The report, launched in Nairobi on Thursday, says the SLDF killed 750 villagers and civil servants while the military officers enforcing the Operation Okoa Maisha (save lives) executed 270 others. The Human Rights Watch Report says a forest near the border with Uganda could be having 14 mass graves. The report, Hold Your Heart - Waiting for Justice in Kenya’s Mt. Elgon, captures horror accounts of human rights abuses in Mt Elgon. The human rights organisation has accused the Government of failure to investigate and take action on the extra-judicial killings and the forced disappearance of more than 300 people in Mt Elgon. It has petitioned the International Criminal Court to investigate and prosecute people behind the atrocities and is also seeking the intervention of the United Nations and the East African Court of Justice.

Victims of both the SLDF and the military told The Standard On Saturday spine chilling tales of torture. At Kapkota village, just a few metres from one of the two fortified military camps established to help restore peace in the area, a youthful man sat on his motorcycle taxi waiting for passengers. He told us his wife ran away with two children when he was arrested by the military in 2008. He was acquitted by a Bungoma court and is now struggling to reconstruct his life. Asked if he will re-marry, he said: Hakuna haja ya kutafuta bibi tena. Walinivunja (there is no reason for another wife because they crushed my manhood), he said.

Men castrated

Locals estimate both the military and the militia group members’ castrated more than 40 men.
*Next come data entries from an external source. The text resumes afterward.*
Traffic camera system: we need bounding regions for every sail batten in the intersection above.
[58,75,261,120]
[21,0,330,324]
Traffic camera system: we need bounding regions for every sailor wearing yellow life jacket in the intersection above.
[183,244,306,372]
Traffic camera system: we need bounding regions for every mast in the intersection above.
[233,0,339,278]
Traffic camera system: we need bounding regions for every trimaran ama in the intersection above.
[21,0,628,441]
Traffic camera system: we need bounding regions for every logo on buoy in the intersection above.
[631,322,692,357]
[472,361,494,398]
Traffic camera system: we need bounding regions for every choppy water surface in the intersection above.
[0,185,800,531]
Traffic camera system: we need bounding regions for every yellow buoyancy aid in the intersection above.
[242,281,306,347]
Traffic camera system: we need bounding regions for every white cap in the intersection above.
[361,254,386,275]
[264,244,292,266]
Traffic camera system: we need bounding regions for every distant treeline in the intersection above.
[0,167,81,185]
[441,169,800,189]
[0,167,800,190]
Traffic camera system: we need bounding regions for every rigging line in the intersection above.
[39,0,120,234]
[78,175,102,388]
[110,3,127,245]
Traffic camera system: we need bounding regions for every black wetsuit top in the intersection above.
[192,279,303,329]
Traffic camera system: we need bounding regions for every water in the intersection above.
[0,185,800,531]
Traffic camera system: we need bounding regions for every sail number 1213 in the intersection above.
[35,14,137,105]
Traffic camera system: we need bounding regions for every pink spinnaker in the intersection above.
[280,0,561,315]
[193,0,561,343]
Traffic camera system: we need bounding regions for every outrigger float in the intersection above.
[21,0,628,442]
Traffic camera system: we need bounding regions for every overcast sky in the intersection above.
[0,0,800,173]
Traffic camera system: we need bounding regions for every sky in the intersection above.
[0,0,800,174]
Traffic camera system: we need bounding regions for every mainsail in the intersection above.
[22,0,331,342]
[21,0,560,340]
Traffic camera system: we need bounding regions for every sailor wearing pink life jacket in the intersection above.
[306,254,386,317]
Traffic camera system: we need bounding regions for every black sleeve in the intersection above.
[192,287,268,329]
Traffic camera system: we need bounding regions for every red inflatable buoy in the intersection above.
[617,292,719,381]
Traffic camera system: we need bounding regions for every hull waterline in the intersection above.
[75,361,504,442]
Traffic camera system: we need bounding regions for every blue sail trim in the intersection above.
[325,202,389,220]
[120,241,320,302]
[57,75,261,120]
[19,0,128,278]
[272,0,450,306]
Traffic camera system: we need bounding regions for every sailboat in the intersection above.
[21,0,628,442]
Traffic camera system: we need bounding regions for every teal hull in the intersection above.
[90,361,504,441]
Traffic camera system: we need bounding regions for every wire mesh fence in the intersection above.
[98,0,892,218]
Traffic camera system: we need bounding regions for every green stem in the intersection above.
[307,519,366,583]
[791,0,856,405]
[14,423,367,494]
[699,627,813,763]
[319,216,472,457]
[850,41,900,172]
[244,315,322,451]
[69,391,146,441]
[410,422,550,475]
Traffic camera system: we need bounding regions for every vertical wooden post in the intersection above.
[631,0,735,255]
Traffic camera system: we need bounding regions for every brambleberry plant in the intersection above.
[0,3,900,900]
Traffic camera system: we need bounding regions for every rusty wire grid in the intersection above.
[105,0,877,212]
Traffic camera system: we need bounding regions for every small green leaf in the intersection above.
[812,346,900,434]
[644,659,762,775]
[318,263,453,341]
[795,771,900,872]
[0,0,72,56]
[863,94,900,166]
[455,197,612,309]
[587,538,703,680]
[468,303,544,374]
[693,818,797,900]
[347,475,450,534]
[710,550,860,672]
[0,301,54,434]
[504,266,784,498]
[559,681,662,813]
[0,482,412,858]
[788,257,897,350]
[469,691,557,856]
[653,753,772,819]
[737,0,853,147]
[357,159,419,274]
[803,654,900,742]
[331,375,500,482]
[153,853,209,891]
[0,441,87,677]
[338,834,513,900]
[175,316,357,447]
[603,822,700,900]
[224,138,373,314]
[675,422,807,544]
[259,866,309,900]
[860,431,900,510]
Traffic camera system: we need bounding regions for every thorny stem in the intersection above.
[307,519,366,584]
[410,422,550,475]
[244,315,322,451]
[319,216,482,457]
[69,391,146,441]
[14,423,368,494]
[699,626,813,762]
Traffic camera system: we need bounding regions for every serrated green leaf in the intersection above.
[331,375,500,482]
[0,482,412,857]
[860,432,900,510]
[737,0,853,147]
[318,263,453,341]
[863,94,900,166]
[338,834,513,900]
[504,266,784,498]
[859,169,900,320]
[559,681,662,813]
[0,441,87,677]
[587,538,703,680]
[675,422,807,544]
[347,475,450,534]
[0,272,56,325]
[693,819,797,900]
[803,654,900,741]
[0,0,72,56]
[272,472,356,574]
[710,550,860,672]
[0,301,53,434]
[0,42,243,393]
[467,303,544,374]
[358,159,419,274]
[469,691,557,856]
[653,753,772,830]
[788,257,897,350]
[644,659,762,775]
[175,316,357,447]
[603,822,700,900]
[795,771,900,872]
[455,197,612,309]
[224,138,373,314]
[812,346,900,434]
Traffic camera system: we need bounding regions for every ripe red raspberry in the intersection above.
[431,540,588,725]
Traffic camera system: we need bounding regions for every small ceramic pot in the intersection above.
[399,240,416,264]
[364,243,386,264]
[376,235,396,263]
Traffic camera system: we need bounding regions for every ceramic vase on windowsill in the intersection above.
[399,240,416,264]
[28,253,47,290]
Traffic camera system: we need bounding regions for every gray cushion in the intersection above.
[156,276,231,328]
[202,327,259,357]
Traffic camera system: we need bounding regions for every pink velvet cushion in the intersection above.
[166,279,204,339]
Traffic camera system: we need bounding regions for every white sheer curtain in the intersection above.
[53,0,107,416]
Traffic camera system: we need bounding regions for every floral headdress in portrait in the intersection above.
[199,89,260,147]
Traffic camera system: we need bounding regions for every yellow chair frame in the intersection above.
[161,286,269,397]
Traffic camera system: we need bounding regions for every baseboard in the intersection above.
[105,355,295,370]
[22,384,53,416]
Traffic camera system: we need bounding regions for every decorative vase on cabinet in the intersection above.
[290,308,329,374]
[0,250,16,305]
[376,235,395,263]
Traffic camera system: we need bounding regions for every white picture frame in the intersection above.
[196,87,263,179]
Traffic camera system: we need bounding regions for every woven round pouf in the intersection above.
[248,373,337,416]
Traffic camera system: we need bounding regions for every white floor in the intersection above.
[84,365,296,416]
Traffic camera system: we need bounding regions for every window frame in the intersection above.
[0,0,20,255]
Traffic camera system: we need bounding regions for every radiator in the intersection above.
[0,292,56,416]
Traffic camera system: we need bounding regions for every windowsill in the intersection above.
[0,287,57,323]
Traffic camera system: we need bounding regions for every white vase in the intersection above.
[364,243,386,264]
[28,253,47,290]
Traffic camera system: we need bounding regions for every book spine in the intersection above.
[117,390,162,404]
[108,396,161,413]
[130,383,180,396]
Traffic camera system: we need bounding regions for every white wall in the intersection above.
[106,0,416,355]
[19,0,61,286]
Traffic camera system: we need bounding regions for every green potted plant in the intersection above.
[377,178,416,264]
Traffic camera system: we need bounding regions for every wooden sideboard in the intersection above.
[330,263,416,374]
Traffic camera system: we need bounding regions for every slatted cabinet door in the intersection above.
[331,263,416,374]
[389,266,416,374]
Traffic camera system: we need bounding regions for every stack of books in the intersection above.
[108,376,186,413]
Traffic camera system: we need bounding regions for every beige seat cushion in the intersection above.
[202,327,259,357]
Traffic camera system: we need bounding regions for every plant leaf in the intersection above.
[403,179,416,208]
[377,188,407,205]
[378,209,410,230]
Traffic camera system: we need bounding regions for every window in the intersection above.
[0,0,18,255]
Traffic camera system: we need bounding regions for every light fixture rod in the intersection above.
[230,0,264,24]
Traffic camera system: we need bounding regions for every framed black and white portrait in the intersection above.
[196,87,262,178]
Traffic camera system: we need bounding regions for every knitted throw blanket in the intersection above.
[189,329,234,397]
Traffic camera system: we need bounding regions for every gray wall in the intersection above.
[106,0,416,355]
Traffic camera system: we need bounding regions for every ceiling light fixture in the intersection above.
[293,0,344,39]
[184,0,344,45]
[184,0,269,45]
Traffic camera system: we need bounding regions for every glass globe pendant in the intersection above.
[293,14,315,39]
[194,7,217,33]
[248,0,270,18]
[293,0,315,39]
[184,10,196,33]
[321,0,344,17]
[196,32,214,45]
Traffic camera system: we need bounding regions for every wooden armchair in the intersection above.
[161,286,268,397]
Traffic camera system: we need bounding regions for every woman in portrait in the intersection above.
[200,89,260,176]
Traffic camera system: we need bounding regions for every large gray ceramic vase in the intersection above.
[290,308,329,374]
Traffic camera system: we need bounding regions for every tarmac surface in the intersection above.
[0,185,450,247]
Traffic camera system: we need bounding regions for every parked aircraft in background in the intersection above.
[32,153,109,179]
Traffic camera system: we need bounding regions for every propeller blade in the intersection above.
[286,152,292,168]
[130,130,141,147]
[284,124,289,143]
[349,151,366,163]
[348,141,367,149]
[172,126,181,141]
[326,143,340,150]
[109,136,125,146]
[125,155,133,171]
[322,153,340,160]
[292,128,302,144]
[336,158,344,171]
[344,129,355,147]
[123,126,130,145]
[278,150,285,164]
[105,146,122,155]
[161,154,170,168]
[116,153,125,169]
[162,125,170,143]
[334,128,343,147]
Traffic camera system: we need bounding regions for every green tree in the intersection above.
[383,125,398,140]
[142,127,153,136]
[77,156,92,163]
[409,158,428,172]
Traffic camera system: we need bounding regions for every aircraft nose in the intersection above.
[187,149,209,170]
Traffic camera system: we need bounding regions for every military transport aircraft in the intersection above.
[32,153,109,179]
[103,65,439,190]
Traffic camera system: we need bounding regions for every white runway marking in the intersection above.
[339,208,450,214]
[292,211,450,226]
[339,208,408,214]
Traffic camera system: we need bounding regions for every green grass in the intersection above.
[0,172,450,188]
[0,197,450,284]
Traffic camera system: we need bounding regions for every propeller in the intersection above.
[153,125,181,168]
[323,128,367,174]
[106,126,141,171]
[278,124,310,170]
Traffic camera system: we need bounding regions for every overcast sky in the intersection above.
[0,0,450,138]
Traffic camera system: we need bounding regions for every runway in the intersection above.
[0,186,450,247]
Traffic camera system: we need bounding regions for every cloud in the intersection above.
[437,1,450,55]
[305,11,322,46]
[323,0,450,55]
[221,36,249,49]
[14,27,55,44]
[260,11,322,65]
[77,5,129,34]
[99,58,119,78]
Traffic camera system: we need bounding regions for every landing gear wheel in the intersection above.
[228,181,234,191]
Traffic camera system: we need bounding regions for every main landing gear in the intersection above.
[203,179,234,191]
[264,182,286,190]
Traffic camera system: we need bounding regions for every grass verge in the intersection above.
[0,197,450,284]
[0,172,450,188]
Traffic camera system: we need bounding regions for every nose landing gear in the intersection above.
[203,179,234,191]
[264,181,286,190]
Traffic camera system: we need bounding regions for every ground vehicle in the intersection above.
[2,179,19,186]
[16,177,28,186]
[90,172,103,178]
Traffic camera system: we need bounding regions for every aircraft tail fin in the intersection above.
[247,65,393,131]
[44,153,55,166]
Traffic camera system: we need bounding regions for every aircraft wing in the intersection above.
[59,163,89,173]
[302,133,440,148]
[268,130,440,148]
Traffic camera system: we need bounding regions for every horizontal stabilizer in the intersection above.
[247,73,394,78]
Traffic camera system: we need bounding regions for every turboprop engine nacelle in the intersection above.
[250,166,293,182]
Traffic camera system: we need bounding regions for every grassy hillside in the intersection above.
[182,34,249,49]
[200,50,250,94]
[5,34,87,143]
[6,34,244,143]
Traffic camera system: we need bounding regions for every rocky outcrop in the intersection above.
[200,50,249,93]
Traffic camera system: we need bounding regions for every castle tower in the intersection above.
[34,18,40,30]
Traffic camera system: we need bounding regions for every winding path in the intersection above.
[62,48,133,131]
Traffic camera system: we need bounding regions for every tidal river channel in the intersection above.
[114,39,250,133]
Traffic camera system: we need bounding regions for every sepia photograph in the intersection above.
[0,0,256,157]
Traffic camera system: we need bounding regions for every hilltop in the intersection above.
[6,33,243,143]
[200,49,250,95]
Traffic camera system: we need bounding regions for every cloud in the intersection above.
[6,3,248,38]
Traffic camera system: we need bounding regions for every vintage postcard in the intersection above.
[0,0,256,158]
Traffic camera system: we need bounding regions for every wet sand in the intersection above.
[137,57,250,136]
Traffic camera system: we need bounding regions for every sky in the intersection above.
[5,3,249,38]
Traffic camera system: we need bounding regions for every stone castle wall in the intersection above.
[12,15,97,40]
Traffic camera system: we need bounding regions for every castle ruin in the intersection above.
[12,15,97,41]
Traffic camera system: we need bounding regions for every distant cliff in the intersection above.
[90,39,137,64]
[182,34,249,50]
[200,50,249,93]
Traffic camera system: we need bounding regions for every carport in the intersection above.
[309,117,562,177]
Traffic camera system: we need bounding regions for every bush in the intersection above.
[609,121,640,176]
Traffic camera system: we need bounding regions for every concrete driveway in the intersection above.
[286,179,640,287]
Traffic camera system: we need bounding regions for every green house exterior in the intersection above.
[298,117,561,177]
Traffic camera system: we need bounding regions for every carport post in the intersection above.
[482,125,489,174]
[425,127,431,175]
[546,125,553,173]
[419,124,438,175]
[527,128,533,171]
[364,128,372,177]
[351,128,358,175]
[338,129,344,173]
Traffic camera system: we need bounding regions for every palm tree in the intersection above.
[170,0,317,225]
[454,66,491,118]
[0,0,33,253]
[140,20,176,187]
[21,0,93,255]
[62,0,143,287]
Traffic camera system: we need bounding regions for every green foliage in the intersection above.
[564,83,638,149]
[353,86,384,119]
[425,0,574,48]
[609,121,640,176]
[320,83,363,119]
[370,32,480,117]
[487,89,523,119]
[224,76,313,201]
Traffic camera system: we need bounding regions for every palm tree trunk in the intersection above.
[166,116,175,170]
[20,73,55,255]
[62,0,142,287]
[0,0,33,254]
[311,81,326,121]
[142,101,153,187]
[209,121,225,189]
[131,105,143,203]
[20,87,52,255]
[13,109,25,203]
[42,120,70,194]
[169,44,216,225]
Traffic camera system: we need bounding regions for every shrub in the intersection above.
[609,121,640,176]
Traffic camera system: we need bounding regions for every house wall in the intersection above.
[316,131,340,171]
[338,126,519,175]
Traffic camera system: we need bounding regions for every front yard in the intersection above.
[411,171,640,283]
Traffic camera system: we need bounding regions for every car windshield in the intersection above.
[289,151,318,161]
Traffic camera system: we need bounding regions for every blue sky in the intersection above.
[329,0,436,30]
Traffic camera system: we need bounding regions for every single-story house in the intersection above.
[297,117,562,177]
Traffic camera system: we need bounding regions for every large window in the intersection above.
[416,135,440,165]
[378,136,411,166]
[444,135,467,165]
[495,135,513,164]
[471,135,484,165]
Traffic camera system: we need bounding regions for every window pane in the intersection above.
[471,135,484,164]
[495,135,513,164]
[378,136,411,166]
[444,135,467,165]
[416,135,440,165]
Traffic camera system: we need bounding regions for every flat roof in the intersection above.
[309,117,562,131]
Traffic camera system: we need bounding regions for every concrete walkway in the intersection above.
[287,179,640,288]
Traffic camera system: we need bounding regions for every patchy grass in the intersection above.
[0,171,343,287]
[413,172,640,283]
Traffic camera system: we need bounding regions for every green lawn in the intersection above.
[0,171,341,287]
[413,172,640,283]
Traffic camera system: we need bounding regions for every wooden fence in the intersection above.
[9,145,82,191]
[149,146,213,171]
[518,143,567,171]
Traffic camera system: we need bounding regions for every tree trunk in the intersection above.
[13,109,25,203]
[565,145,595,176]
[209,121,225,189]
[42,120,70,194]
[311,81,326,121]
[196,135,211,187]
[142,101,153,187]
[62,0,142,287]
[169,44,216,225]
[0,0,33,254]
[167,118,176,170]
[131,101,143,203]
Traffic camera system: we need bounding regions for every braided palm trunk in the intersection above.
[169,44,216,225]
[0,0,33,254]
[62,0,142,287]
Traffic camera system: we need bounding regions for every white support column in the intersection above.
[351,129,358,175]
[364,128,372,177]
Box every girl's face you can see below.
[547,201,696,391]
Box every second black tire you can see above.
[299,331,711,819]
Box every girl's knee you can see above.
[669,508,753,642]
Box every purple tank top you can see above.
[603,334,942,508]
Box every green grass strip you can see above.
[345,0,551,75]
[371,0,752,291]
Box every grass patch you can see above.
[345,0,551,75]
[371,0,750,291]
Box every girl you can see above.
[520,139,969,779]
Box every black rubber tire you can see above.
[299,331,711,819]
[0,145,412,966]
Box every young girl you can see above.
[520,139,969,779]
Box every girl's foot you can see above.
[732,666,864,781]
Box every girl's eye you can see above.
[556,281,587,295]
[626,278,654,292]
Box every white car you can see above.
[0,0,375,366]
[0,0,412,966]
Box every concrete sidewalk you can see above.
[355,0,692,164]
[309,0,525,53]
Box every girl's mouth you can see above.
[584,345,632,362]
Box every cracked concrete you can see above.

"We have helped many men who were castrated to get medication. It is a sad case," said Mr Godfrey Kipsisey, a member of the Mt Elgon professional welfare group in Nairobi. Another spine chilling case is that of a 75-year-old woman who had her left ear cut off by members of the militia group. "I was coming from the market. They (the SLDF) stopped me and asked if I want them to cut off my head or my ear? I was silent while they cut off my ear," she says.

Stories are told of how women visiting the military camps in search of their husbands were told to go search for their bodies in the forest.

The Secretary of Cheptais District Peace Committee, Mr Moses Wefwafwa told the Standard On Sunday Standard that women whose husbands went missing cannot access their savings or seek bursary for their children because of lack of proof that they have died.

"Many widows and orphans are suffering because they cannot get help since the Government cannot give them death certificates, burial certificates or acknowledgement letters that their spouses actually died," said Wefwafwa.

One such widow is Phylis Kipteyo, whose husband-Patrick Kipteyo Sewui, a former assistant chief, was arrested by the military in 2008 and has never been seen since. "I last saw him at the Chepkube military camp in March 2008. He was bloodied and beaten and was surrounded by three soldiers. Two years later, I received a letter from the Government saying he had been sacked for deserting duty," said Kipteyo. She added: "Without a death certificate, I can’t access his bank account yet I have six children and two grandchildren to feed. I can’t even inherit his land."